Polan (1993) identified and addressed two common misconceptions about the biopsychosocial model. First, contrary to popular belief, the physician who is "humanistic" is not necessarily practicing biopsychosocial medicine. A physician can be ethical and caring but still neglect scientific knowledge from psychology, sociology, anthropology, and relevant data from the patient's life. For example, compassion by itself is of limited usefulness to a physician who needs an effective treatment plan for an asthmatic patient who smokes. Knowledge of the social environment and of the individual psychology of the patient is crucial.

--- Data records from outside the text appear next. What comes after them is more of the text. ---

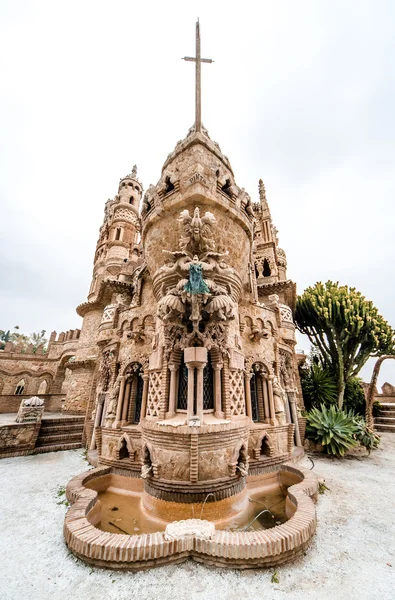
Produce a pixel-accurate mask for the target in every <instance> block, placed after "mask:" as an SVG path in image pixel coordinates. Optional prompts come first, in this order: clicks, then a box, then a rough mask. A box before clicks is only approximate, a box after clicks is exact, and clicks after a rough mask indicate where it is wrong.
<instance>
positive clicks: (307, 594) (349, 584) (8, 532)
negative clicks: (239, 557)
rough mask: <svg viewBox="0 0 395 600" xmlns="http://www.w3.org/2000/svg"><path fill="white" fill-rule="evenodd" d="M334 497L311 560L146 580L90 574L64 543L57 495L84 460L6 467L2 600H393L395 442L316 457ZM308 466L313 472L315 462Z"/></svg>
mask: <svg viewBox="0 0 395 600" xmlns="http://www.w3.org/2000/svg"><path fill="white" fill-rule="evenodd" d="M314 462H315V472H316V474H317V475H318V476H319V477H323V478H325V483H326V485H327V486H328V488H330V491H327V492H326V493H325V495H322V496H320V497H319V501H318V504H317V511H318V520H319V523H318V530H317V534H316V536H315V538H314V542H313V544H312V546H311V548H310V549H309V551H308V552H307V553H306V555H305V556H304V557H303V558H301V559H298V560H297V561H296V562H294V563H292V564H289V565H286V566H282V567H280V568H279V569H278V577H279V583H278V584H275V583H272V582H271V577H272V575H273V572H274V569H270V570H262V571H258V570H255V571H235V570H224V569H212V568H207V567H203V566H201V565H198V564H196V563H194V562H192V561H188V562H186V563H183V564H182V565H179V566H177V565H175V566H168V567H162V568H160V569H153V570H150V571H144V572H139V573H121V572H117V571H109V570H100V569H91V568H90V567H88V566H85V565H84V564H83V563H82V562H80V561H78V560H76V559H75V558H74V557H73V556H72V555H71V554H70V553H69V552H68V550H67V548H66V546H65V544H64V542H63V537H62V526H63V518H64V514H65V510H66V508H65V506H63V505H58V504H57V502H58V498H57V496H56V492H57V489H58V487H59V486H65V485H66V484H67V482H68V481H69V480H70V479H71V478H72V477H73V476H74V475H76V474H78V473H80V472H81V471H84V470H86V469H87V468H88V465H87V463H86V462H85V460H84V459H83V457H82V452H81V451H78V450H76V451H68V452H56V453H49V454H39V455H36V456H26V457H18V458H9V459H3V460H1V461H0V481H1V488H0V490H1V491H0V600H25V599H28V600H46V599H47V598H48V599H50V600H66V599H69V598H70V600H99V599H100V600H124V599H129V598H139V600H146V599H150V600H157V599H158V600H159V599H160V600H184V599H188V600H198V599H199V600H200V599H203V600H206V599H207V600H211V599H215V600H222V599H225V598H226V599H227V600H241V599H244V598H245V599H248V600H258V599H259V600H261V599H267V600H270V599H272V598H273V599H276V600H282V599H283V598H287V599H288V598H289V599H291V598H292V600H308V599H310V598H314V599H317V600H327V599H328V600H329V599H330V600H339V599H340V600H342V599H345V600H354V599H355V600H375V599H377V600H395V526H394V517H395V477H394V476H395V435H393V434H391V433H387V434H383V437H382V445H381V447H380V449H378V450H376V451H375V452H374V453H372V455H371V456H370V457H364V458H363V459H362V458H356V457H353V458H346V459H343V460H337V459H328V458H323V457H314ZM304 465H305V466H307V467H309V466H311V463H310V462H309V461H308V459H307V458H305V459H304Z"/></svg>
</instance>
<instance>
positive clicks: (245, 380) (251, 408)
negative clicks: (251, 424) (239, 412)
mask: <svg viewBox="0 0 395 600" xmlns="http://www.w3.org/2000/svg"><path fill="white" fill-rule="evenodd" d="M251 377H252V373H244V391H245V399H246V413H247V417H249V418H250V419H251V421H252V404H251V387H250V381H251Z"/></svg>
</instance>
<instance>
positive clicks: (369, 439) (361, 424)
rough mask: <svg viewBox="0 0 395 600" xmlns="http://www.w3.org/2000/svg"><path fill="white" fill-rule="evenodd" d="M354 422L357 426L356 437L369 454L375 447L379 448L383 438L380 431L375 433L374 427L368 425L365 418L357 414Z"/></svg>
mask: <svg viewBox="0 0 395 600" xmlns="http://www.w3.org/2000/svg"><path fill="white" fill-rule="evenodd" d="M353 420H354V423H355V425H356V426H357V431H356V432H355V434H354V435H355V439H356V440H357V441H358V442H359V443H360V444H361V446H363V447H364V448H366V449H367V451H368V452H369V454H370V453H371V451H372V450H373V449H374V448H377V447H378V445H379V444H380V441H381V438H380V436H379V435H378V433H375V432H374V431H373V429H371V428H370V427H368V426H367V425H366V422H365V419H364V418H363V417H360V416H359V415H356V416H354V417H353Z"/></svg>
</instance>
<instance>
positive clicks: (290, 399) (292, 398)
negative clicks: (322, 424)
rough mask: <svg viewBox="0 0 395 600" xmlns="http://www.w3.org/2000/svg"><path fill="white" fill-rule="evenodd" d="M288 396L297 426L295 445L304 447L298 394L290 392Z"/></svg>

The second common misconception is that people can be reduced to distinct biologic, psychological, and social categories, or that problems can then be expressed as a set of scientific principles from which diagnosis and treatment can be neatly derived. In fact, use of the biopsychosocial model increases rather than decreases the level of complexity required to understand patient status, introducing multiple avenues for intervention. Interpreting the biopsychosocial model as a new opportunity for reductionist thinking diminishes the power to inform more holistic treatment. Borrell-Carrio and colleagues (2004) proposed a biopsychosocially oriented clinical practice, based on self-awareness, active cultivation of trust, an emotional style characterized by empathic curiosity, self-calibration to reduce bias, cultivation of emotional sensitivity to assist with diagnosis and therapeutic relationships, use of informed intuition, and communication of clinical evidence to foster dialogue.